Core dump issue

Hi, everyone.

I tried to write data into a text file at 100Hz per line. Sometimes there would be a Memory Fault and created a core dump. The core dump file implied that there was a error when calling the function _Lockfilelock().

Here’s the code:

#include <sys/types.h>
#include <fcntl.h>
#include <unistd.h>
#include <stdlib.h>
#include <stdio.h>
#include <string.h>
#include <errno.h>
#include <termios.h>

int main( void )
{
int fd_ser;
FILE *fp_file;
char rbuffer[300]={""}; //store GPS data
char rbuffer_crc[12]={""}; //GPS CRC
char cbuffer[400]={""}; //store configuration data
char wbuffer[40]={“log inspvasa ontime 0.1\r”}; //command
struct termios termios_p; //the serrial port attribute

//////////////////////////////////////////////
//Open the data recording file 
//////////////////////////////////////////////
if((fp_file = fopen("GPSdata.txt", "a+"))==NULL)
{
	printf("open error.\n");
	return EXIT_FAILURE;
}	

///////////////////////////////////////
//Open the serial port
//////////////////////////////////////
fd_ser = open( “/dev/ser1”, O_RDWR);

///////////////////////////////////////////////////
//Set the forwarding character ''
///////////////////////////////////////////////////
tcgetattr(fd_ser, &termios_p);
termios_p.c_cc[VFWD] = 0x00;
tcsetattr(fd_ser, TCSANOW, &termios_p);

///////////////////////////////////////
//Check satellite Omnistar
///////////////////////////////////////
printf("Checking Omnistar...\t\t");
fflush(stdout);
do
{	
	write(fd_ser, "log bestgpsposa once\r", sizeof("log bestgpaposa once\r"));
	readcond(fd_ser, cbuffer, sizeof(cbuffer), 300, 0, 5);				//Read the data
			printf("%s\n",cbuffer);
}while(!strstr(cbuffer, "OMNISTAR"));
printf("******Connected!!******\n");
memset(cbuffer, 0, 400);		//clear buffer	

///////////////////////////////////////////////////
//Set the forwarding character '*'
///////////////////////////////////////////////////
tcgetattr(fd_ser, &termios_p);
termios_p.c_cc[VFWD] = '*';
tcsetattr(fd_ser, TCSANOW, &termios_p);

sleep(3);
 	
///////////////////////////
//Send command 
//////////////////////////
write(fd_ser, wbuffer, sizeof(wbuffer));

////////////////////////////////
// Read OK
////////////////////////////////
do
{
	readcond(fd_ser, cbuffer, 13, 13, 0, 5);	//Read 'OK'
}while(!strstr(cbuffer, "OK")); 
memset(cbuffer, 0, 400);		//clear buffer	

//////////////////////
//Read GPS data
//////////////////////

while(1)
{	
	
	readcond(fd_ser, rbuffer, sizeof(rbuffer), 0, 0, 10);
	readcond(fd_ser, rbuffer_crc, 10, 10, 0, 10);
	strcat(rbuffer, rbuffer_crc);
	
	////////////////////////////////////////////////		
	//Write directly into GPSdata.txt
	////////////////////////////////////////////////
	fprintf(fp_file, "%s", rbuffer);

	printf("******Data from GPS******\n%s\n", rbuffer); 
	memset(rbuffer, 0, 300);												//clear buffer
	memset(rbuffer_crc, 0, 12);	  	
	}

//////////////////////////////////////////////////////
//Clear the forwarding character '*'
//////////////////////////////////////////////////////
tcgetattr(fd_ser, &termios_p);
termios_p.c_cc[VFWD] = 0x00;
tcsetattr(fd_ser, TCSANOW, &termios_p);

////////////////////////
// Close the file 
////////////////////////	
close( fd_ser );
fclose(fp_file);

printf("GPS process done!\n");

return EXIT_SUCCESS;

}

were is the fclose().

What is in buffer. Why use “%s” instead of usin buffer.
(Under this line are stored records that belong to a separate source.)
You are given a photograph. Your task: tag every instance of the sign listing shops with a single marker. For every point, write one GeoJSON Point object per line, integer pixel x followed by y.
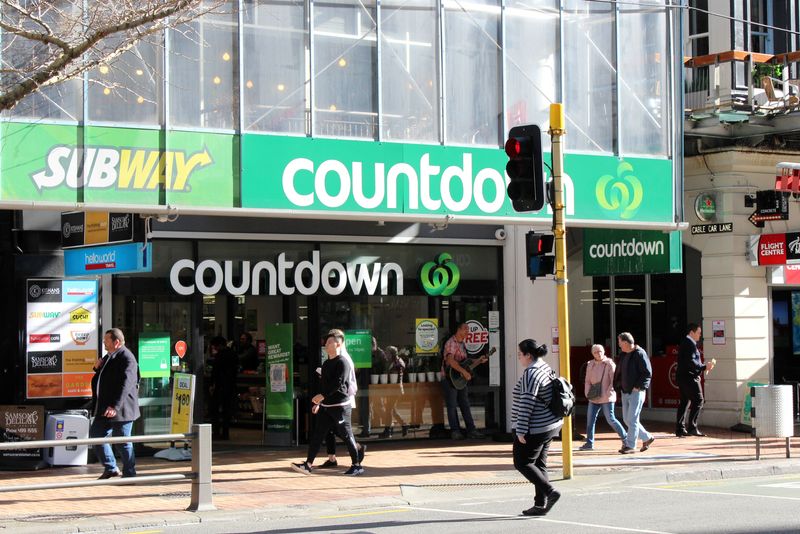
{"type": "Point", "coordinates": [62, 338]}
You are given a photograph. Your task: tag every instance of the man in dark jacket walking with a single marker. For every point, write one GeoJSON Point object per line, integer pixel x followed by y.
{"type": "Point", "coordinates": [115, 397]}
{"type": "Point", "coordinates": [633, 378]}
{"type": "Point", "coordinates": [690, 367]}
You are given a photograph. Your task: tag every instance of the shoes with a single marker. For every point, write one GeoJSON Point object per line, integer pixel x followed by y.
{"type": "Point", "coordinates": [354, 471]}
{"type": "Point", "coordinates": [302, 468]}
{"type": "Point", "coordinates": [534, 511]}
{"type": "Point", "coordinates": [109, 474]}
{"type": "Point", "coordinates": [552, 499]}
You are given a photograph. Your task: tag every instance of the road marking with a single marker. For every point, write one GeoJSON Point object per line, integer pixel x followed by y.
{"type": "Point", "coordinates": [543, 519]}
{"type": "Point", "coordinates": [376, 512]}
{"type": "Point", "coordinates": [722, 493]}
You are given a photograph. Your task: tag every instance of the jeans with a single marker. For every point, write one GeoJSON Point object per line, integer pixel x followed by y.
{"type": "Point", "coordinates": [457, 398]}
{"type": "Point", "coordinates": [103, 428]}
{"type": "Point", "coordinates": [591, 418]}
{"type": "Point", "coordinates": [530, 459]}
{"type": "Point", "coordinates": [631, 410]}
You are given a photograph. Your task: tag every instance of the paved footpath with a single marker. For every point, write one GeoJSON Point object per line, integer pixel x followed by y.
{"type": "Point", "coordinates": [252, 481]}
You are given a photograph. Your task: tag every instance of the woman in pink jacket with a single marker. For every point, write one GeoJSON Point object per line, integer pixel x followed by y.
{"type": "Point", "coordinates": [599, 390]}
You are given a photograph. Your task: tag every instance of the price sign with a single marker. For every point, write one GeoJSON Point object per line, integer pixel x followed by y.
{"type": "Point", "coordinates": [182, 403]}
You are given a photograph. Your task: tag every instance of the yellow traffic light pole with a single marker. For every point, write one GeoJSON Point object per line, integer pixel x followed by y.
{"type": "Point", "coordinates": [557, 131]}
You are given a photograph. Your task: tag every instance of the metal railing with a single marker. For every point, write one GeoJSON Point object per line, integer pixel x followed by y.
{"type": "Point", "coordinates": [708, 86]}
{"type": "Point", "coordinates": [200, 475]}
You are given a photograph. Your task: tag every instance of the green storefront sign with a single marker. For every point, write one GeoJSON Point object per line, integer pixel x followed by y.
{"type": "Point", "coordinates": [359, 347]}
{"type": "Point", "coordinates": [612, 252]}
{"type": "Point", "coordinates": [40, 162]}
{"type": "Point", "coordinates": [154, 348]}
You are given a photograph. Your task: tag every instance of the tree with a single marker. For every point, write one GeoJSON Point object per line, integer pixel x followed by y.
{"type": "Point", "coordinates": [50, 41]}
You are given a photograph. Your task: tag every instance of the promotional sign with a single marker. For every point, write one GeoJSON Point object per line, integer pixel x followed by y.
{"type": "Point", "coordinates": [21, 423]}
{"type": "Point", "coordinates": [154, 361]}
{"type": "Point", "coordinates": [426, 335]}
{"type": "Point", "coordinates": [62, 339]}
{"type": "Point", "coordinates": [774, 249]}
{"type": "Point", "coordinates": [79, 228]}
{"type": "Point", "coordinates": [612, 252]}
{"type": "Point", "coordinates": [111, 259]}
{"type": "Point", "coordinates": [280, 383]}
{"type": "Point", "coordinates": [182, 403]}
{"type": "Point", "coordinates": [359, 346]}
{"type": "Point", "coordinates": [107, 166]}
{"type": "Point", "coordinates": [40, 162]}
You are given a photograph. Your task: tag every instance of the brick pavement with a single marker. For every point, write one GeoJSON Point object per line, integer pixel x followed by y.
{"type": "Point", "coordinates": [247, 479]}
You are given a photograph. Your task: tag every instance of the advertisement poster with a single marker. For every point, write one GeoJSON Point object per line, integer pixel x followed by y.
{"type": "Point", "coordinates": [182, 403]}
{"type": "Point", "coordinates": [359, 346]}
{"type": "Point", "coordinates": [61, 339]}
{"type": "Point", "coordinates": [154, 350]}
{"type": "Point", "coordinates": [427, 336]}
{"type": "Point", "coordinates": [280, 387]}
{"type": "Point", "coordinates": [21, 423]}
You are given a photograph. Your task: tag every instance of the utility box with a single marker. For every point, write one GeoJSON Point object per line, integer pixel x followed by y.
{"type": "Point", "coordinates": [66, 426]}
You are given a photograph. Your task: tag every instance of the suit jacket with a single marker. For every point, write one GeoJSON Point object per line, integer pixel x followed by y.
{"type": "Point", "coordinates": [690, 364]}
{"type": "Point", "coordinates": [116, 384]}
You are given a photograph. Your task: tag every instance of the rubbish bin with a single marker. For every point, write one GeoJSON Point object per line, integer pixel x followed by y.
{"type": "Point", "coordinates": [67, 426]}
{"type": "Point", "coordinates": [772, 414]}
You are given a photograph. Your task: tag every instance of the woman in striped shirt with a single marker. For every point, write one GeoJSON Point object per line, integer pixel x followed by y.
{"type": "Point", "coordinates": [534, 425]}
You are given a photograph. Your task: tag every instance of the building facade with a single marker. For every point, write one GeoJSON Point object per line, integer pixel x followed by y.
{"type": "Point", "coordinates": [338, 164]}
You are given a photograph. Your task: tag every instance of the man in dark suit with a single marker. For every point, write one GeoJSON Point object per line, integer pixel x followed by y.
{"type": "Point", "coordinates": [690, 367]}
{"type": "Point", "coordinates": [115, 397]}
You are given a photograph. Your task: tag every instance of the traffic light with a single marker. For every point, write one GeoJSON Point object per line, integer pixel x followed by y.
{"type": "Point", "coordinates": [524, 168]}
{"type": "Point", "coordinates": [537, 252]}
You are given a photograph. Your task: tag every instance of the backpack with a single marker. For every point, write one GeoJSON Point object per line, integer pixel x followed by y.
{"type": "Point", "coordinates": [562, 401]}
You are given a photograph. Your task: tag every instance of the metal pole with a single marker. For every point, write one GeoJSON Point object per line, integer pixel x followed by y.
{"type": "Point", "coordinates": [201, 466]}
{"type": "Point", "coordinates": [557, 131]}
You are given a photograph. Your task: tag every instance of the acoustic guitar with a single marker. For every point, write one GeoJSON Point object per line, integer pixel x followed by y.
{"type": "Point", "coordinates": [458, 381]}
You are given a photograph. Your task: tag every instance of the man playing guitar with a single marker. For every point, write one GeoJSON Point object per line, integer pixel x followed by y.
{"type": "Point", "coordinates": [455, 352]}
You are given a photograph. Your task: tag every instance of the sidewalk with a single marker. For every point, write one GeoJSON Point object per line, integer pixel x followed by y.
{"type": "Point", "coordinates": [253, 481]}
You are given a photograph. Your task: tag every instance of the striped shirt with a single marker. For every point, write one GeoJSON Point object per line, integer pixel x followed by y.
{"type": "Point", "coordinates": [530, 412]}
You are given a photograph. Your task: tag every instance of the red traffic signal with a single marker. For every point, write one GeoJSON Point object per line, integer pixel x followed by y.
{"type": "Point", "coordinates": [539, 261]}
{"type": "Point", "coordinates": [524, 168]}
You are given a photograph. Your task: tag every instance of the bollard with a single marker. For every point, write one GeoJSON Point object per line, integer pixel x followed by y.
{"type": "Point", "coordinates": [202, 498]}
When posting code post complete code.

Sorry about not describe the problem clearly. I have posted the complete code.

The data in the buffer is something like:
%INSPVASA,1546,506648.111;1546,506648.111248050,41.836873263,-87.627346927,156.220162736,-0.049152740,0.008858111,-0.394364234,0.796106837,-1.517555203,131.984234026,INS_ALIGNMENT_COMPLETE*743ffb22

I use “%s” because I need to write the data formatly into the text file later.

Rnyter,

You might consider giving fwrite a try and see if that fixes the problem.

Tim

I could point out lines of code but let’s generalize and develop your debugging skills. You have made the assumption, in many places, that when a message is received from the serial port that it’s NULL terminated, but it’s not.

For example you cannot do a strcat after a readconf because the received data doesn’t end with a 0 ( null terminator ). It wouldn’t be as bad if you fill the receive buffer with 0 before calling readconf (which the code sometimes does). Personnaly I wouldn’t do that that because it hurt performance. Instead I would rely on the size of the data received as returned by readconf and put a 0 at the end of the data block, making it a real and safe string.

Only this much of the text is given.